After being held for the past 14 months on charges of fatally stabbing a man in a Dallas area hotel more than 30 years ago, a Twin Cities man who lived an unassuming suburban dad's existence for decades is heading back home as Texas officials sort out complications analyzing DNA evidence in his case and others dating back many years.

Robert A. Otteson, 55, left the Denton County jail Monday morning without having to post monetary bail as his first-degree murder trial is put on hold indefinitely. Otteson was arrested and charged last summer in the killing of 42-year-old San Antonio businessman Francisco Narvaez in 1983 in a hotel room.

Otteson was greeted at jail by his brother Steve, and the two were driving back to Minnesota.

"I talked to him for about five minutes the other day and went down and got him," said Steve Otteson, who added that his brother was thrilled with even this temporary time out of custody.

Until his apprehension on Aug. 12, 2014, at his Lakeville home, Otteson had been living in the house with his wife and children since the mid-1990s.

The defense and prosecution in Otteson's case last week agreed to the case being continued. The trial had been scheduled to start next week.

"We had many meetings on both sides with the judge" about whether Otteson should be released pending trial, said Jamie Beck, spokeswoman for the Denton County district attorney's office.

Conditions for Otteson's release on $300,000 unsecured bond require that he remain in Dakota County when not traveling to Denton County for court proceedings. He must wear an electronic monitoring device, check in weekly by phone with the Denton County probation office and surrender his passport.

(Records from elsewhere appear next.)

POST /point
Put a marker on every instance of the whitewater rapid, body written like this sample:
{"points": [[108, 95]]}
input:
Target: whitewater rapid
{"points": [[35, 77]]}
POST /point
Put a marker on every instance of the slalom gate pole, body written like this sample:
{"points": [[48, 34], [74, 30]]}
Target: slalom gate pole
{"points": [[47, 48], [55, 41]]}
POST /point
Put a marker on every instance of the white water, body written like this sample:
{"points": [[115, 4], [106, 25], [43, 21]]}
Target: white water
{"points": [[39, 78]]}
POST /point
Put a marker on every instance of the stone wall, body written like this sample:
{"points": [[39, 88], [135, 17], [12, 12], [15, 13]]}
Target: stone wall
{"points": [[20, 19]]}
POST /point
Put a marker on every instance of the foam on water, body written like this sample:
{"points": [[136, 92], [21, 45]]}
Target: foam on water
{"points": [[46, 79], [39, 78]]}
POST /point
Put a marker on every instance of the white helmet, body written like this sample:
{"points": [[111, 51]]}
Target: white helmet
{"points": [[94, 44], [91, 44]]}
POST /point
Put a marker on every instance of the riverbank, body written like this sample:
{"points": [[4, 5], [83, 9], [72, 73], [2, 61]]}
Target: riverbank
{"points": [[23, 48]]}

Beck said her district attorney's office and others across the state are awaiting establishment of new "protocols going forward for DNA mixture analysis" after "science problems" surfaced earlier this year.

Last month, the Texas Department of Public Safety notified prosecutors about the new standard being needed in the analysis of "mixed DNA." That refers to when more than one person's DNA is found on evidence. That means a re-examination is needed of the "mixed DNA" in Otteson's case, Beck said.

Otteson's attorney, Earl Dobson, explained Monday that his client was ready to go to trial, but the prosecution "had enough of a concern" about some of its DNA evidence "that they were not ready for trial."

Dobson said his client wants his day in court, but "if there's going to be a delay, you're much happier to be waiting at home with family than waiting in jail. But he knows the charges are still out there."

Police say that after Narvaez's death in September 1983, Otteson fled to Oklahoma City and settled in the Twin Cities. He and his wife raised two children.